The LAD includes datasets from NIMH-funded studies such as the Multimodal Treatment Study of Children with Attention Deficit and Hyperactivity Disorder (MTA), Clinical Antipsychotic Trials of Intervention Effectiveness (CATIE), Systematic Treatment Enhancement Program for Bipolar Disorder (STEP-BD), and Sequenced Treatment Alternatives to Relieve Depression (STAR*D). Using the data supplied from these and other studies, requestors have tested their own hypotheses, and published on issues such as genetic variation and treatment response in schizophrenia and major depression, the impact of anti-inflammatory medications on response to antidepressants, predictors of suicide events in patients with bipolar disorder, medication interaction with dopamine receptors, and remission in schizophrenia.

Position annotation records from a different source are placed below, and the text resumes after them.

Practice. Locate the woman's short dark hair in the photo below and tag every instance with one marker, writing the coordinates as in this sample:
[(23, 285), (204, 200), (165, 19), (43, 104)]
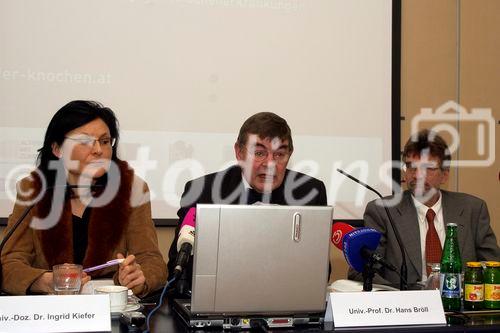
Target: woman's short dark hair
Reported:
[(73, 115), (426, 140), (265, 125)]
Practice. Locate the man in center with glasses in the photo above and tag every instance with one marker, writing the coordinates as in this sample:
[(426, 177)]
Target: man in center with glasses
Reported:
[(263, 149)]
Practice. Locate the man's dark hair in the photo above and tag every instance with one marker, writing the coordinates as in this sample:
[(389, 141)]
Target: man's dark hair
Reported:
[(265, 125), (432, 143)]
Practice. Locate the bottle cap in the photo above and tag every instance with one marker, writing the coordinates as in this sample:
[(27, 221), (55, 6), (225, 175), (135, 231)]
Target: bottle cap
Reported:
[(473, 264)]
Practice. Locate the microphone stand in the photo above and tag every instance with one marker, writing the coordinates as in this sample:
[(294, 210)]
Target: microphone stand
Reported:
[(404, 268)]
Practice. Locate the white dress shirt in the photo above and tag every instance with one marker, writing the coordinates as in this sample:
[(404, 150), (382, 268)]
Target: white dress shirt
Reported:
[(423, 226)]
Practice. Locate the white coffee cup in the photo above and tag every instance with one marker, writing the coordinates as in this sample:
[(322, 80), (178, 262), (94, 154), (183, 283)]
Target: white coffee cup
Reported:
[(118, 296)]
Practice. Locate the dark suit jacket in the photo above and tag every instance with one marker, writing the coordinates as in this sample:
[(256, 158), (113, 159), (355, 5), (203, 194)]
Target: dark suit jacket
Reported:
[(476, 238), (226, 187)]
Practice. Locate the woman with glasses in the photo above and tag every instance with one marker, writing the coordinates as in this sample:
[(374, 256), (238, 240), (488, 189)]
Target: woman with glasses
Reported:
[(89, 208)]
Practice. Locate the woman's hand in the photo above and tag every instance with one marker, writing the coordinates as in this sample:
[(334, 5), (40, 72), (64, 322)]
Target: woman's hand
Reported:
[(130, 274), (44, 284)]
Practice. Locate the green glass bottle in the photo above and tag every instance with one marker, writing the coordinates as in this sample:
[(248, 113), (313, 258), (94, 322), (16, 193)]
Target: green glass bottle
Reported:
[(451, 271)]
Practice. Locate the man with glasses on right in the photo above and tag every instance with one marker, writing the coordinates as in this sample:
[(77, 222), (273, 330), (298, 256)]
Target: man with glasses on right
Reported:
[(423, 212), (262, 149)]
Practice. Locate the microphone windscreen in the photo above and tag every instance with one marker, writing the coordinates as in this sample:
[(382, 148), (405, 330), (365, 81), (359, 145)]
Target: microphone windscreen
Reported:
[(339, 230), (355, 241), (186, 232)]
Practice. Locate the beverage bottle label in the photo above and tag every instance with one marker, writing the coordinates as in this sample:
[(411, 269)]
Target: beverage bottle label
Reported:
[(492, 292), (474, 292), (450, 285)]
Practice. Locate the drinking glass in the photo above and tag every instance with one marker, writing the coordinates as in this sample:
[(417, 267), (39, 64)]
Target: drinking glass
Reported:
[(433, 278), (67, 279)]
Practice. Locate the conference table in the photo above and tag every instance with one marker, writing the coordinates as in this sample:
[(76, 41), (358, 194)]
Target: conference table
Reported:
[(166, 320)]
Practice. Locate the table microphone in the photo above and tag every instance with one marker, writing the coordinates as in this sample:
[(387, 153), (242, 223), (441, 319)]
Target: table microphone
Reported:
[(404, 269), (25, 213), (358, 245)]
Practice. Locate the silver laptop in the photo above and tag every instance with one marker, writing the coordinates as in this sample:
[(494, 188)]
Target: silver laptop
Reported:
[(260, 260)]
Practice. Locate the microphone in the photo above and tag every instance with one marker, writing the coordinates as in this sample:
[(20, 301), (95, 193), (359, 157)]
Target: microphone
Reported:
[(8, 235), (185, 241), (358, 245), (404, 269)]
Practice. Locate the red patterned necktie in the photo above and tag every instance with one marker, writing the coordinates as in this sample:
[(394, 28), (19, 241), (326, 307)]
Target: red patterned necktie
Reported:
[(433, 248)]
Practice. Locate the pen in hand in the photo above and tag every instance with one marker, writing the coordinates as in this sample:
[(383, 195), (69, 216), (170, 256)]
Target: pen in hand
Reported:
[(107, 264)]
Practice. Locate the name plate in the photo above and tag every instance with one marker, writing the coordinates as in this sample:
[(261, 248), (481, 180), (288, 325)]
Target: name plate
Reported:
[(67, 313), (385, 308)]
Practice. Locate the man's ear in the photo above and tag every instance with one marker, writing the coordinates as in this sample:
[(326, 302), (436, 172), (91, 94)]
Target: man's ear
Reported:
[(56, 150)]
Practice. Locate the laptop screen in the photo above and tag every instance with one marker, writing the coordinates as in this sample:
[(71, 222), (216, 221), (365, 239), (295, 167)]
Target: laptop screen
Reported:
[(261, 259)]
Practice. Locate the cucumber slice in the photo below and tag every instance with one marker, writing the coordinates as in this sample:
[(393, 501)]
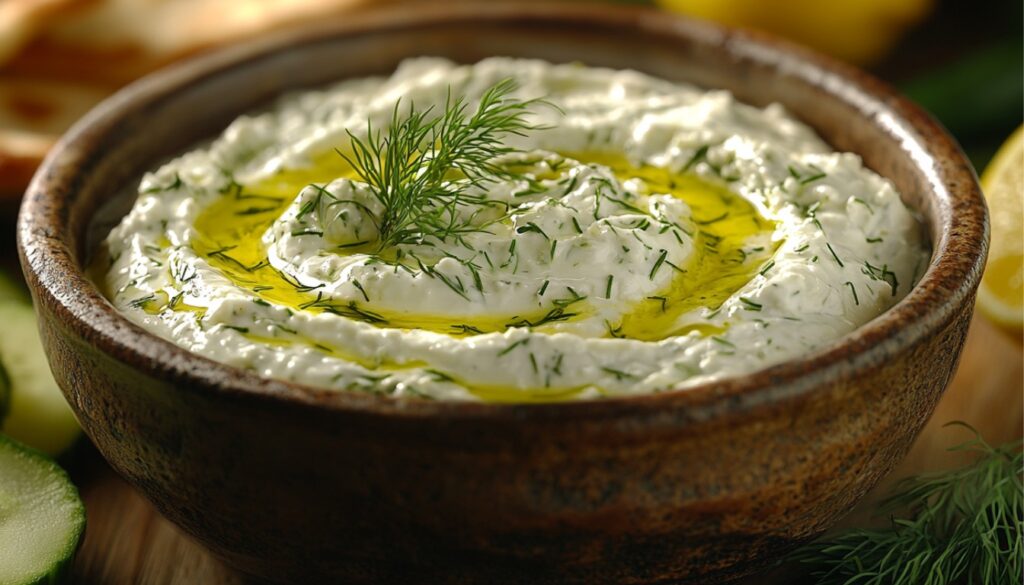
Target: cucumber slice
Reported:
[(41, 517), (37, 412), (4, 393)]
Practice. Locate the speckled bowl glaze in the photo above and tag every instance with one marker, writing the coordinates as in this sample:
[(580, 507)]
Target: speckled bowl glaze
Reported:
[(699, 486)]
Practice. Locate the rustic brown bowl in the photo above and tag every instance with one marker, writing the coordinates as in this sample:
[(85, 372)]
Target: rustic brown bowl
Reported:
[(698, 486)]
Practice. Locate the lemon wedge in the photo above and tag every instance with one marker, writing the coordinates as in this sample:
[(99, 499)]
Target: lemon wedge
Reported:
[(1000, 296)]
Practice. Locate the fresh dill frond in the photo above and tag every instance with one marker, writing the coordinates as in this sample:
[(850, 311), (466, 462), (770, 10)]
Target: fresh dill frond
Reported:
[(957, 527), (409, 166)]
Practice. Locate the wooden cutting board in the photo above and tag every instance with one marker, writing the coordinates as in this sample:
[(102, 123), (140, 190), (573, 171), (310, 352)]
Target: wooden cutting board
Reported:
[(127, 542)]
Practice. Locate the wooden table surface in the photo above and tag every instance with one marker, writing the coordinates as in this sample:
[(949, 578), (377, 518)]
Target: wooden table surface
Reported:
[(129, 543)]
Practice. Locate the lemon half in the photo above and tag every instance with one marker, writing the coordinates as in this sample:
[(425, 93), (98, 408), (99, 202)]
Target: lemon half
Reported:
[(1000, 296)]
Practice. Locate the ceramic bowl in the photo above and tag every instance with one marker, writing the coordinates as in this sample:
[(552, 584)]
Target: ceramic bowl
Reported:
[(698, 486)]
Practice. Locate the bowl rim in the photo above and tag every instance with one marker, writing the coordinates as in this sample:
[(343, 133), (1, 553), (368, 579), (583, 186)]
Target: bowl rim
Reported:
[(949, 282)]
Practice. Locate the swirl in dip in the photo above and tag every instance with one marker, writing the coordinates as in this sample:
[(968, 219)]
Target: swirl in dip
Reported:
[(652, 237)]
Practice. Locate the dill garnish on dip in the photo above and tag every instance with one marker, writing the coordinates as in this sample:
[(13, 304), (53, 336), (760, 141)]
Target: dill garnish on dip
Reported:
[(510, 231)]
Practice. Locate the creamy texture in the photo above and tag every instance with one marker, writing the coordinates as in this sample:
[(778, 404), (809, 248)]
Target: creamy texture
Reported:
[(652, 237)]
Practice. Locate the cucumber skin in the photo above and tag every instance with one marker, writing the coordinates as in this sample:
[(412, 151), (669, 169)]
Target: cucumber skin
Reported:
[(4, 392), (60, 574), (39, 417)]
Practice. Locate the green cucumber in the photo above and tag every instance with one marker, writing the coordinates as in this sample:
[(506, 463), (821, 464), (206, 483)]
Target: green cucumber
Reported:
[(37, 412), (4, 393), (41, 517)]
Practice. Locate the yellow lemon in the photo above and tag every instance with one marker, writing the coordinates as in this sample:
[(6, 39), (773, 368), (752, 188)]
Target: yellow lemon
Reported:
[(857, 31), (1001, 294)]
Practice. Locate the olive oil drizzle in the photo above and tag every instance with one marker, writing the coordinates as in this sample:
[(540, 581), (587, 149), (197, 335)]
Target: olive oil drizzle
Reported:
[(229, 231)]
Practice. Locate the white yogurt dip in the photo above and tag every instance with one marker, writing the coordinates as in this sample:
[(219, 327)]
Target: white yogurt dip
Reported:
[(652, 236)]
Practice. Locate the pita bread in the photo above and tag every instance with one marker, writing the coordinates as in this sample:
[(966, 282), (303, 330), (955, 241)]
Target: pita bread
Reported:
[(59, 57)]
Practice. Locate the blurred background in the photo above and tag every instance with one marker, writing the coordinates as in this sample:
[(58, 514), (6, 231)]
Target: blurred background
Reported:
[(962, 60)]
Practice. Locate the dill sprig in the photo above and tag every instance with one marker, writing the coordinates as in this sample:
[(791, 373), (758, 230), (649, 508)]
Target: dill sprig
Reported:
[(957, 527), (409, 166)]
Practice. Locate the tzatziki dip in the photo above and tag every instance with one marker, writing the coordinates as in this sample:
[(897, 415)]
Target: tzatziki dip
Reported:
[(510, 231)]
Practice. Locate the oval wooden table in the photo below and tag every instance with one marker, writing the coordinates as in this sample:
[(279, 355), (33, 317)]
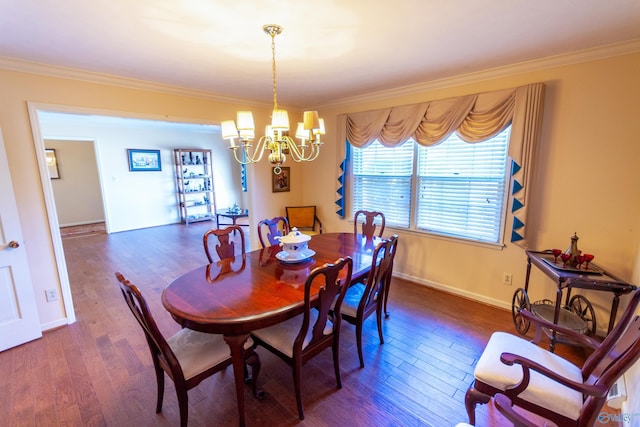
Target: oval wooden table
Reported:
[(255, 291)]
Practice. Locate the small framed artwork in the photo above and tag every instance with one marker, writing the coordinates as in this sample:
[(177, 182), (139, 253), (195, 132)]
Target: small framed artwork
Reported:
[(144, 160), (282, 181), (52, 163)]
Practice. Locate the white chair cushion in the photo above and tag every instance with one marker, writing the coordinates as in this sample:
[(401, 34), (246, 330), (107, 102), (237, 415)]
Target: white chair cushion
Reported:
[(198, 351), (541, 391), (282, 335), (352, 300)]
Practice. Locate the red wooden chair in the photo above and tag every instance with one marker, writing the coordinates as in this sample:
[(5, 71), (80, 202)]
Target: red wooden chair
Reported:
[(225, 248), (544, 383), (368, 220), (188, 357), (299, 339), (363, 299)]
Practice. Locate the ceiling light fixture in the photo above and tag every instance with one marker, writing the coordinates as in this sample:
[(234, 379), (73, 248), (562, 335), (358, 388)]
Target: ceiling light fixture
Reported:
[(276, 138)]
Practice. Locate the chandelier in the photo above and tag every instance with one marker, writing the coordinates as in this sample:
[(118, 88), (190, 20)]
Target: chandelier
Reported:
[(276, 138)]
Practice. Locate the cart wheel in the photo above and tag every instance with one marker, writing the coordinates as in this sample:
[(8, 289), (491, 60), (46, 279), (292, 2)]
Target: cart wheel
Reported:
[(583, 308), (520, 301)]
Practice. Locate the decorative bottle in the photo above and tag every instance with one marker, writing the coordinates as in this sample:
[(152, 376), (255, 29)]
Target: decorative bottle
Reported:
[(573, 251)]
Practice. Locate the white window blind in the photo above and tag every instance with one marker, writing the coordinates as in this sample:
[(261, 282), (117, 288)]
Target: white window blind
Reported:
[(460, 188), (382, 181)]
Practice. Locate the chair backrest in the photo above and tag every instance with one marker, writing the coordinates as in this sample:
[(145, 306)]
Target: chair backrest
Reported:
[(303, 217), (225, 248), (368, 219), (332, 288), (615, 355), (278, 226), (381, 263), (160, 350)]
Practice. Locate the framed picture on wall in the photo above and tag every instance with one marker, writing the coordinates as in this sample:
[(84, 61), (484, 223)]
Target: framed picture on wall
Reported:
[(282, 181), (52, 163), (144, 160)]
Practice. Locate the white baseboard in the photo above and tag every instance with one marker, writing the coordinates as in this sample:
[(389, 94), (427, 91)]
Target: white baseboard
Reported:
[(455, 291)]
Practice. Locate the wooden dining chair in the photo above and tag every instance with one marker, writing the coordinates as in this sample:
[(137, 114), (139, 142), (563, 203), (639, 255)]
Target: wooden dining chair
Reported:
[(188, 357), (541, 382), (393, 249), (300, 338), (226, 246), (363, 299), (369, 221), (278, 226), (304, 218)]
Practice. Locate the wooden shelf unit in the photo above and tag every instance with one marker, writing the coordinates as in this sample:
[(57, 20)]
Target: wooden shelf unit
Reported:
[(194, 183)]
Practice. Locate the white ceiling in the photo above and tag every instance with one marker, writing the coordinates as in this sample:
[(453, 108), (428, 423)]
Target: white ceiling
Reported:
[(329, 49)]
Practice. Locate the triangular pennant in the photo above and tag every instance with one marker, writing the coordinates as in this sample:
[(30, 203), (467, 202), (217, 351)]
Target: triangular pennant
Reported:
[(517, 223), (517, 205), (515, 168), (515, 237), (516, 187)]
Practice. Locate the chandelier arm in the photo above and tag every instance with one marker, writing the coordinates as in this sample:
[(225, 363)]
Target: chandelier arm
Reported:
[(298, 154)]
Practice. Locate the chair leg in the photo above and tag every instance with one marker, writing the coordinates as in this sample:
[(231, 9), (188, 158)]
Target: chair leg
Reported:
[(183, 404), (296, 385), (160, 384), (386, 297), (379, 320), (336, 361), (253, 360), (471, 398), (359, 342)]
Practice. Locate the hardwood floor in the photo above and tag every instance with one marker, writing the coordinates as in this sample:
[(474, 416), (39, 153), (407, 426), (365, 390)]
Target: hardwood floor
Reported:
[(98, 371)]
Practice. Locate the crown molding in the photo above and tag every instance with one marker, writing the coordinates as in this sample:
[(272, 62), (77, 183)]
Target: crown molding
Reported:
[(586, 55), (48, 70)]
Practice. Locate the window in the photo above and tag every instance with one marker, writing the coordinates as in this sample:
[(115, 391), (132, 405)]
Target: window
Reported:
[(453, 188)]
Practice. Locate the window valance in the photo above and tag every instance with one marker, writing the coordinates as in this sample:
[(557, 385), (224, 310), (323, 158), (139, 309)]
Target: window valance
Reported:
[(474, 118)]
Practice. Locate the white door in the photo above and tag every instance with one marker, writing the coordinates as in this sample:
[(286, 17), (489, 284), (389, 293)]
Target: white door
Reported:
[(19, 321)]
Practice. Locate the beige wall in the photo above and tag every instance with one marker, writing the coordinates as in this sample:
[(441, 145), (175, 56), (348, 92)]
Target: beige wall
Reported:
[(18, 89), (586, 181), (77, 192)]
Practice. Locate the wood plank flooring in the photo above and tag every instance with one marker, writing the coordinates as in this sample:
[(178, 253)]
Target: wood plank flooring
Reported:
[(98, 371)]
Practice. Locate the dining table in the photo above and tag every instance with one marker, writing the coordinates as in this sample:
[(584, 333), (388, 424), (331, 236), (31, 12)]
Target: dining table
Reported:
[(257, 289)]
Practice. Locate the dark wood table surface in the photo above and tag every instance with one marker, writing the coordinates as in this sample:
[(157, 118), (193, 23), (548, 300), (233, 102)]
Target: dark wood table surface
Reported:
[(255, 291)]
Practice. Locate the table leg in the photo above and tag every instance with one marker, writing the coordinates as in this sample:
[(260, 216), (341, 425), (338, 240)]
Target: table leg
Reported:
[(614, 311), (236, 344)]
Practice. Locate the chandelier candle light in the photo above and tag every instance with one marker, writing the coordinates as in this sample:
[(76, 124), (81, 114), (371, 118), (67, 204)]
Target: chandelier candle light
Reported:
[(276, 138)]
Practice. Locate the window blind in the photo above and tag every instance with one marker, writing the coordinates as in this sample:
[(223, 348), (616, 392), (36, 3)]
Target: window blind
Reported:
[(461, 187), (382, 181)]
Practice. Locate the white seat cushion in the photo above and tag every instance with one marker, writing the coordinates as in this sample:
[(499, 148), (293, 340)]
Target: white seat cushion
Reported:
[(198, 351), (541, 391), (282, 335)]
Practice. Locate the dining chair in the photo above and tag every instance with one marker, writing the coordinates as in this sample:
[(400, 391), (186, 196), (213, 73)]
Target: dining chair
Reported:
[(188, 357), (545, 383), (364, 298), (278, 226), (300, 338), (304, 218), (368, 220), (225, 248)]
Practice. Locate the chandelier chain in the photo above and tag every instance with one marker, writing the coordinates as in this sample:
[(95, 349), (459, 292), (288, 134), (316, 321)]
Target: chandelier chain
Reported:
[(273, 68)]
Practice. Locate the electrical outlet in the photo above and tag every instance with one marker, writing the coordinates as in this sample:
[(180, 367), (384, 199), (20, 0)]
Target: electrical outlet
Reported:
[(52, 295), (507, 279)]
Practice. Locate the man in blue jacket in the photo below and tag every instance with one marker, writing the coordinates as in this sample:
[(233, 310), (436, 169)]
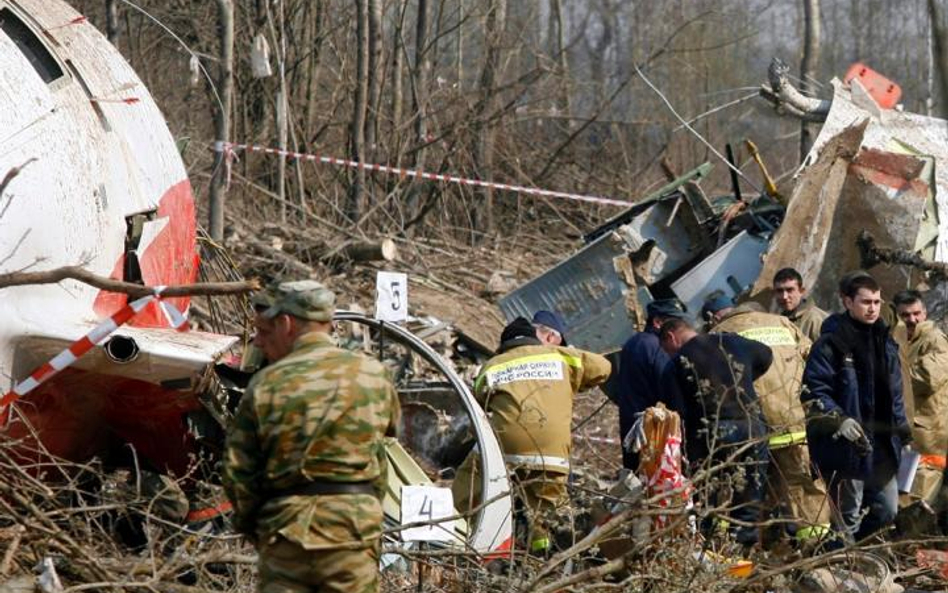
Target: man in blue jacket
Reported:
[(856, 423), (641, 365), (710, 383)]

The experience of investigators who have made use of archived datasets illustrates the utility of this resource. L. Eugene Arnold, M.D., at Ohio State University, who has worked extensively with the MTA, notes that the data allow investigators to pursue "thought experiments." The MTA has 151 measures, many of which were retained through the longitudinal study. "You can wonder what the correlation would be between two different scales-and check to see what the relationship is, without carrying out a big study."

Amber Bahorik, a doctoral candidate at the University of Pittsburgh, points out that as a graduate student, her research questions would have been limited without access to a large dataset. "Small clinical trials are powered for specific things. The CATIE data have a lot of different measures, so you can ask a lot of questions." In addition, access to this dataset gave her the opportunity to get experience working with data and establish a research agenda and trajectory, eventually paving the way to being an independent investigator.

"The possibilities the datasets present for asking questions without the added, significant expense of original clinical research is valuable in and of itself," said Adam Haim, Ph.D., Chief, Clinical Trials Operations and Biostatistics Branch. "For investigators whose access to research funding is limited, for example, scientists in the developing world, it can enable research that would otherwise be impossible." The LAD makes these datasets available to scientists anywhere in the world where their institution maintains an approved Federalwide Assurance for the protection of human subjects.

Investigators interested in information on the available datasets can go to the LAD website. Those interested in submitting datasets can now go to the NDCT website. Everyone, from study participants to providers of the data to recipients, gains.